# Custom web information retrieval using search engines

In this demo, we will build a custom search-engine-based information extraction pipeline based on the ordinance web scraping tool. 
See the [ordinance example](https://github.com/NREL/elm/tree/main/examples/ordinance_gpt) if you are interested in that particular
example. For this exercise, we will set up a pipeline to extract the name of the current director of NREL based on Wikipedia articles. 

## General pipeline structure

We will follow the structure of the ordinance extraction pipeline, which can generally be summarized into these major steps:

1) Collect the text from the top `N` google links over some set of pre-determined queries.
2) Filter results down based on content and/or metadata. 
3) Extract relevant text from webpage or PDF file.
4) Extract structured information from the relevant text.

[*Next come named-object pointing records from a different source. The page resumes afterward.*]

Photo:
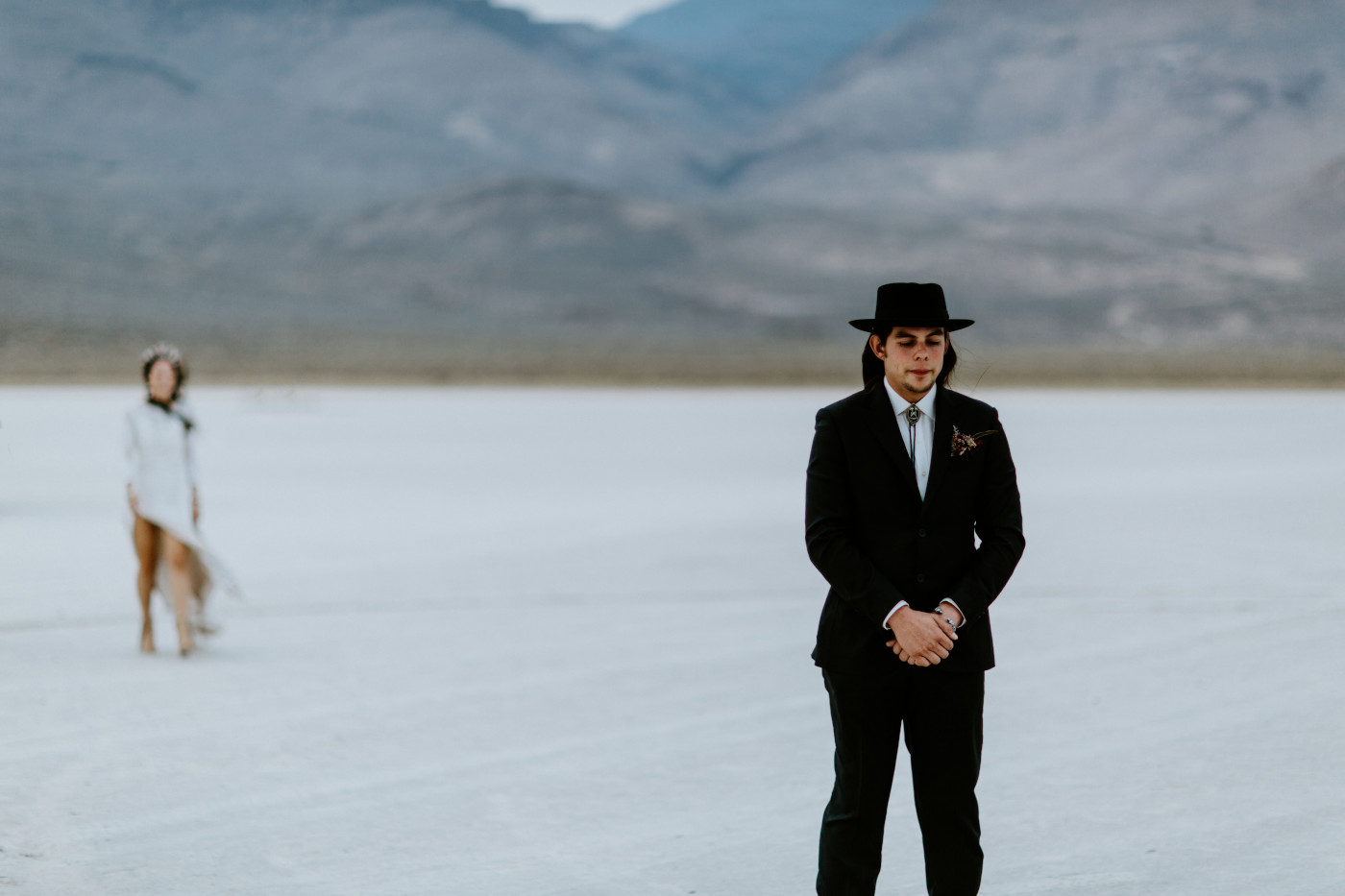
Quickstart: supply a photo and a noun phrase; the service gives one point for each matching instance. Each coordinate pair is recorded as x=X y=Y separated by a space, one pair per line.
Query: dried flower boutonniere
x=965 y=444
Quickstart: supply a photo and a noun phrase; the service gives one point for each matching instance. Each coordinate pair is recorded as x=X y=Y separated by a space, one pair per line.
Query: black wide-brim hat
x=910 y=304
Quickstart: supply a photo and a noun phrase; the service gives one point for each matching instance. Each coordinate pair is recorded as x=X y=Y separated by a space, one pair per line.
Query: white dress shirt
x=921 y=456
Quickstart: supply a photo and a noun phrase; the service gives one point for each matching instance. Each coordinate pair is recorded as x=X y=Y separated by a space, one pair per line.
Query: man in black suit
x=903 y=478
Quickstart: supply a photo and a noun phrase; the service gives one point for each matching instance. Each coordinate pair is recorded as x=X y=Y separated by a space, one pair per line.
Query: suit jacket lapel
x=884 y=423
x=943 y=408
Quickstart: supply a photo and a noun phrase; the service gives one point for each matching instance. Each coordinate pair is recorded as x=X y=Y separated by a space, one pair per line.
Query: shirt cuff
x=893 y=613
x=954 y=604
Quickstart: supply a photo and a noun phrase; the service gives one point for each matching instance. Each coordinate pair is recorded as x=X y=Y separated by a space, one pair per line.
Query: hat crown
x=911 y=304
x=914 y=304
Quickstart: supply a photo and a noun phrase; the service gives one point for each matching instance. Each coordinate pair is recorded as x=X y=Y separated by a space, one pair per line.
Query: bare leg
x=179 y=584
x=147 y=549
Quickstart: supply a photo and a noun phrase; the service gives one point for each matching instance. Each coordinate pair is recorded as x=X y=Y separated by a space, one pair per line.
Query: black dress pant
x=942 y=714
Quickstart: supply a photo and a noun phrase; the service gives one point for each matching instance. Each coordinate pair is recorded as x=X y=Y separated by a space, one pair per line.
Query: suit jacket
x=877 y=543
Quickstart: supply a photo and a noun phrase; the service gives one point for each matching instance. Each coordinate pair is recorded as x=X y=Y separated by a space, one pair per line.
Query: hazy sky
x=600 y=12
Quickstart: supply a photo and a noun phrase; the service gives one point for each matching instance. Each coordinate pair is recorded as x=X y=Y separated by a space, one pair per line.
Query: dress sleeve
x=188 y=455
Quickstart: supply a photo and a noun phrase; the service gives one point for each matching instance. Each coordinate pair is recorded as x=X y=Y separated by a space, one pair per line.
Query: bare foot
x=184 y=643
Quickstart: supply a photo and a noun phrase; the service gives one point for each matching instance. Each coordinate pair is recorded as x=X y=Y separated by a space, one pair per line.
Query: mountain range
x=1134 y=174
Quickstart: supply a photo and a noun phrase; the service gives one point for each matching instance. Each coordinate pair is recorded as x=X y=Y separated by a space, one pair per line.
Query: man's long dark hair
x=870 y=366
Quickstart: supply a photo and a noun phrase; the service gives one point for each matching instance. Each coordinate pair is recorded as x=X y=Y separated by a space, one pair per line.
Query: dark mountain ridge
x=1127 y=175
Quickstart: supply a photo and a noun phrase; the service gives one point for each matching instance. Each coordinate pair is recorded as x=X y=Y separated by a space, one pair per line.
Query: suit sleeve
x=999 y=529
x=829 y=519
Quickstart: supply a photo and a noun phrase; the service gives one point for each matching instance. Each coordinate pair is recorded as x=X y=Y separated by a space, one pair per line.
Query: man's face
x=912 y=358
x=163 y=379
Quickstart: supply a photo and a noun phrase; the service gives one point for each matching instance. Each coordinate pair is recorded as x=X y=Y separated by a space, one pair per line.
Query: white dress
x=161 y=472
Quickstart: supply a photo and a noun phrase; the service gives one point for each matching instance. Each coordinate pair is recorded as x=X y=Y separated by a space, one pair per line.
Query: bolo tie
x=912 y=419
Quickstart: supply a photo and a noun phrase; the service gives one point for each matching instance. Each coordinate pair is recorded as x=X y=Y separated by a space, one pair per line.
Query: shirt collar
x=898 y=403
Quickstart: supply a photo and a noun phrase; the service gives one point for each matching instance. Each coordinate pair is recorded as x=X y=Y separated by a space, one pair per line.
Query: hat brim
x=870 y=325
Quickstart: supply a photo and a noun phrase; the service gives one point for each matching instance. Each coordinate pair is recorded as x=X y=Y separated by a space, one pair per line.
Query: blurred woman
x=164 y=502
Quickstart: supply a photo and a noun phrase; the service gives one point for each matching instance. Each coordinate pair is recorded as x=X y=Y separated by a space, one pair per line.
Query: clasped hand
x=920 y=640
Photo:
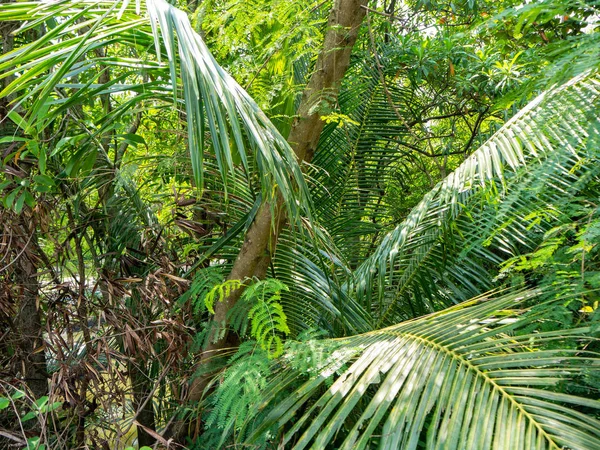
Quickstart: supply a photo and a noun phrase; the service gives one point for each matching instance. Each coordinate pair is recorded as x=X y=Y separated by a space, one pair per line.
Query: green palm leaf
x=215 y=105
x=424 y=262
x=468 y=377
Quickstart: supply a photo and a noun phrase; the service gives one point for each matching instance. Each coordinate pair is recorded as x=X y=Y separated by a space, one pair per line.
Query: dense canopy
x=340 y=224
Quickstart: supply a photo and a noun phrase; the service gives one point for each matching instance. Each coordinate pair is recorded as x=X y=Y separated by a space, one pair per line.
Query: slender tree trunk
x=141 y=385
x=27 y=322
x=321 y=92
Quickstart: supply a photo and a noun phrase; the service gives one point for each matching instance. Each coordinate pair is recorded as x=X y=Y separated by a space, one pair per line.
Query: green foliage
x=240 y=391
x=220 y=292
x=260 y=305
x=478 y=363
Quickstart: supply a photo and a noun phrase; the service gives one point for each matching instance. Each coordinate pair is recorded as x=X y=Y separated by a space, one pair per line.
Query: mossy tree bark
x=260 y=241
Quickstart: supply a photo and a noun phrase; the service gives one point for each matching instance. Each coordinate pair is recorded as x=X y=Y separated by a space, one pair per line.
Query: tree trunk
x=320 y=93
x=142 y=391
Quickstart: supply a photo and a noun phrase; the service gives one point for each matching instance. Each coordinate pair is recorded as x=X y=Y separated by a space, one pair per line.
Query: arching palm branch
x=468 y=377
x=437 y=255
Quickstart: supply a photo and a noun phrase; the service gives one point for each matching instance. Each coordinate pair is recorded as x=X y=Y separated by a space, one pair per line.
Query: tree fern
x=260 y=306
x=240 y=389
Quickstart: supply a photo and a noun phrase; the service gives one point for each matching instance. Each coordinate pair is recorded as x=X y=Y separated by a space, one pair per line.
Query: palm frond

Let's dissect each portion one at a time!

## Scraping text from Google search results

We will begin by setting up the Google search. To do this, we must come up with one or more relevant queries. 
Since we are interested in looking up the director of NREL using Wikipedia articles about NREL, we can use the following search queries:

In [1]:
QUERIES = ["NREL wiki", "National Renewable Energy Laboratory director"]

We used only two search queries for this example, but you can use as many as you'd like. Try to differentiate them as much as possible to diversify the set of search results Google returns (while staying as on-topic as possible). What would you type into Google to find an answer to the question you are asking?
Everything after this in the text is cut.